In 2005, the meritorious Kenyan author Binyavanga Wainaina published a satirical essay entitled, "How to Write About Africa." Among numerous suggestions, Wainaina stresses the following: "Establish early on that your liberalism is impeccable, and mention near the beginning how much you love Africa ... Africa is to be pitied, worshipped or dominated." And with much sting, "Whichever angle you take, be sure to leave the strong impression that without your intervention and your important book, Africa is doomed."
From the earliest of colonial interventions to the charitable rhetoric of modern paternalism, an endemic of pity has plagued Western attitudes toward African culture. Christian missionaries in the late 19th and early 20th centuries sought to alleviate Africans of their sins against the true god; British and French colonial magistrates actually claimed to be doing their slaves a favour by introducing "culture." And, indeed, Invisible Children's recent short film on African warlord Joseph Kony and the Lord's Resistance Army, Kony 2012, exemplifies the post-colonial sense of responsibility within the Western conscious for that dark, uniform continent. Perhaps Nigerian author Teju Cole summed the matter best in his recent tweet: "the fastest growth industry in the U.S. is the White Saviour Industrial Complex."
It's not that Jason Russell and the staff of Invisible Children don't deserve credit for their industry.
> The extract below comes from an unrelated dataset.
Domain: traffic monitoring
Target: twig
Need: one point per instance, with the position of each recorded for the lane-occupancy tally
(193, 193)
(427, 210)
They undoubtedly exemplify a commitment to the subject, a laudable desire to see Joseph Kony in the International Criminal Court and, of course, are talented filmmakers. But therein lies the rub. Kony 2012 is an emotional charlatan of a film; it drastically oversimplifies the conflict, isolates a sole villain and plays to the emotional sense of responsibility in the viewer. One can't help but recall Wainaina's ironic suggestion, "Your hero is you (if reportage)" when watching Russell's son proclaim: "Daddy I want to be like you when I grow up."
Indeed Russell, his American staff and, with the purchase of a Kony 2012 ‘Action Kit,' perhaps even you are the heroes in this story. For despite the positive intentions of the group and its newfound supporters, there exists a tragic narcissism in the notion that Ugandans are helpless, dis-empowered and in need of our help. Rules of the Wainaina guide: "Never have a picture of a well-adjusted African ... Taboo subjects: references to African writers and intellectuals." Viewers should have an acute awareness of whose voice we hear in the video, the lack of commentary from Ugandans and the overwhelming portrayal of the country as a war-ridden, failed state.
Admittedly, Invisible Children is an American organization attempting to influence American policy. Yet - and again the subconscious narcissism - the film portrays Ugandans as powerless victims in need of the donations of liberal college students. As Ethiopian activist Solome Lemma poignantly asked, "Invisible to whom?" One can safely assume the tens of thousands of child soldiers Kony abducted over a 25-year period are quite discernible to their parents, and the film makes no mention of grassroots efforts in Uganda like the ‘Concerned Parents Association.' Ergo, even in the title of the organization we have inherent vanity. The invisibility, like the vantage point of the camera, is decidedly Western.